2046, l'assedio di Lisbona - Jacobin Italia

2023-02-05 17:32:28 By : Mr. Tony Lu

Masha cercò di sistemare il visore ottico, ma non c’era verso. Il caldo aveva deformato tutti i parametri. Fottuto deserto. Le immagini della realtà circostante continuavano a essere inframezzate da quelle dei due recipienti della memoria, la personale e la collettiva. Tra le colline giallo ocra spuntavano ora un vecchio notiziario della televisione russa, ora un ordine militare di servizio, ora frammenti di un’infanzia che Masha sapeva di non aver vissuto, ma di cui era consapevole di aver bisogno. Una bambina in bicicletta per le strade di una città di cui non aveva altri ricordi. Una melodia di compleanno davanti a una torta che probabilmente non aveva mai mangiato. Rischiava di impazzire. L’assedio di Lisbona si era infatti protratto molto più a lungo del previsto, e oramai erano quasi due anni che vagavano nella brulla vegetazione dell’Alentejo, tra selvagge piante grasse e sporadici tentativi di espansione di rachitici vigneti, ultimo ricordo della presenza umana. Il caldo era massacrante, aveva deteriorato i corpi e le attrezzature. Ma a preoccupare Masha era anche la lunghezza dell’assedio. Gli aiuti previsti tardavano ad arrivare. E forse a quel punto non si sarebbero mai visti. Ma l’ordine era perentorio. Attendere il momento giusto e poi entrare a Lisbona. L’ultima frontiera, la battaglia decisiva. 

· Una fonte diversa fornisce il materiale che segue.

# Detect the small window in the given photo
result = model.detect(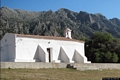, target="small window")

Masha inserì il braccio bionico armato nell’apposita fenditura, strinse le viti lungo le gambe e provò ad alzarsi. Il fisico rispondeva alla perfezione. D’altronde era un prodotto di ultima generazione. Solo la memoria era completamente frammentata. Colpa del fottuto visore ottico. Adesso apparve nuovamente davanti a lei la ragazza bionda, e provò un brivido lungo la schiena. Quel brivido. Era innamorata. L’eccitazione sessuale era fortissima. Masha si chiese quanto di naturale ci fosse in quella sua emozione e quanto di chimico. Da quando, durante la prima fase della guerra, al politecnico di Kiev qualcuno si era messo a leggere Wilhelm Reich, e si era convinto che l’energia sessuale è la forza più potente che può sprigionare la materia umana, ai soldati era stata aumentata in maniera esponenziale. Le orge e gli amplessi tra i campi e nelle trincee erano diventati pratica quotidiana. I militari scopavano più degli hippies. Ma siccome oramai la necessità di riproduzione era qualcosa da cui la razza umana si era emancipata, e sarebbe stato un bisogno troppo difficile da ricreare artificialmente, questa energia andava alimentata con l’amore, che a sua volta sprigionava il desiderio sessuale. E così oltre a scopare ci si innamorava di continuo, rendendo il Battaglione Azov una meravigliosa macchina di amore e di morte.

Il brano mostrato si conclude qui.